LANDEN EN VOLKEN
Een bezoek aan Kameroen
DE BAKA, die ook wel pygmeeën worden genoemd, waren waarschijnlijk de eerste bewoners van Kameroen. Vervolgens kwamen in de zestiende eeuw de Portugezen. Een paar honderd jaar daarna veroverde een islamitisch volk, de Fulani, het noorden van Kameroen. Tegenwoordig zegt 40 procent van de inwoners christen te zijn, 20 procent is moslim en de overige 40 procent beoefent een van de traditionele Afrikaanse religies.
Op het platteland zijn de mensen bijzonder gastvrij. Bezoekers worden begroet en binnengenodigd, en krijgen water en voedsel aangeboden. Het wordt als een belediging gezien om de aangeboden gastvrijheid te weigeren, terwijl ingaan op het aanbod geldt als een compliment.
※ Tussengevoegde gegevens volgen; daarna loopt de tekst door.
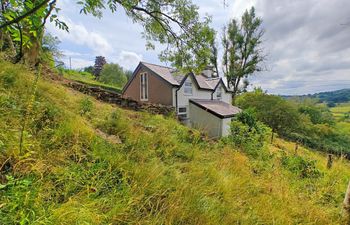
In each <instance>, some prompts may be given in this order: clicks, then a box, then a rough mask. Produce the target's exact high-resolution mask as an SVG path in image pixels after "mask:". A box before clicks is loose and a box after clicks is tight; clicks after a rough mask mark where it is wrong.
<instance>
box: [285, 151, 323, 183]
mask: <svg viewBox="0 0 350 225" xmlns="http://www.w3.org/2000/svg"><path fill="white" fill-rule="evenodd" d="M281 164H282V166H283V167H285V168H287V169H288V170H289V171H291V172H292V173H294V174H296V175H298V176H299V177H300V178H319V177H321V176H322V175H323V174H322V172H321V171H319V170H318V169H317V167H316V161H315V160H309V159H304V158H303V157H301V156H287V155H285V154H284V155H283V156H282V159H281Z"/></svg>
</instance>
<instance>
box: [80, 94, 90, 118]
mask: <svg viewBox="0 0 350 225" xmlns="http://www.w3.org/2000/svg"><path fill="white" fill-rule="evenodd" d="M92 109H93V102H92V101H91V100H90V99H89V98H88V97H85V98H83V99H82V100H81V102H80V114H81V115H85V114H87V113H90V112H91V111H92Z"/></svg>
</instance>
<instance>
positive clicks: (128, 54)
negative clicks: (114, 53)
mask: <svg viewBox="0 0 350 225" xmlns="http://www.w3.org/2000/svg"><path fill="white" fill-rule="evenodd" d="M142 59H143V57H142V55H139V54H137V53H135V52H129V51H124V50H123V51H122V52H121V53H120V54H119V56H118V57H117V63H118V64H119V65H121V66H122V67H124V68H125V69H128V70H134V69H135V68H136V66H137V64H138V63H139V62H140V61H142Z"/></svg>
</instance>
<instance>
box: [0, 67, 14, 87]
mask: <svg viewBox="0 0 350 225" xmlns="http://www.w3.org/2000/svg"><path fill="white" fill-rule="evenodd" d="M1 81H2V83H3V86H4V87H5V88H11V87H13V86H14V85H15V83H16V74H15V72H14V71H12V70H5V71H4V72H3V74H2V76H1Z"/></svg>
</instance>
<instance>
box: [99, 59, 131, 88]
mask: <svg viewBox="0 0 350 225" xmlns="http://www.w3.org/2000/svg"><path fill="white" fill-rule="evenodd" d="M99 80H100V81H101V82H103V83H107V84H114V85H117V86H119V87H122V86H124V85H125V83H126V82H127V77H126V74H125V71H124V70H123V68H122V67H121V66H119V65H118V64H114V63H110V64H106V65H104V67H103V69H102V71H101V75H100V78H99Z"/></svg>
Gesprekken beginnen meestal met het begroeten van de gezinsleden en het informeren naar hun welzijn. Het is zelfs de gewoonte om te vragen hoe het met de dieren gaat! „Als een gast vertrekt, is het niet genoeg om ’Tot ziens’ te zeggen”, vertelt Joseph, die in Kameroen geboren is. „Vaak loopt de gastheer een stukje met zijn gast mee en blijft hij met hem praten. Vervolgens neemt hij op een bepaald moment afscheid en gaat hij terug naar huis. Een gast die niet zo behandeld wordt, zal zich waarschijnlijk niet gewaardeerd voelen.”
Bij een gezamenlijke maaltijd met vrienden wordt er vaak van hetzelfde bord gegeten — soms met de handen. In Kameroen is dat gebruik een belangrijk symbool van eenheid. Het heeft weleens als middel gediend om personen bij elkaar te brengen van wie de vriendschap om de een of andere reden verwaterd was. Zo’n gezamenlijke maaltijd is als het ware een manier om te zeggen: „Er is vrede tussen ons.”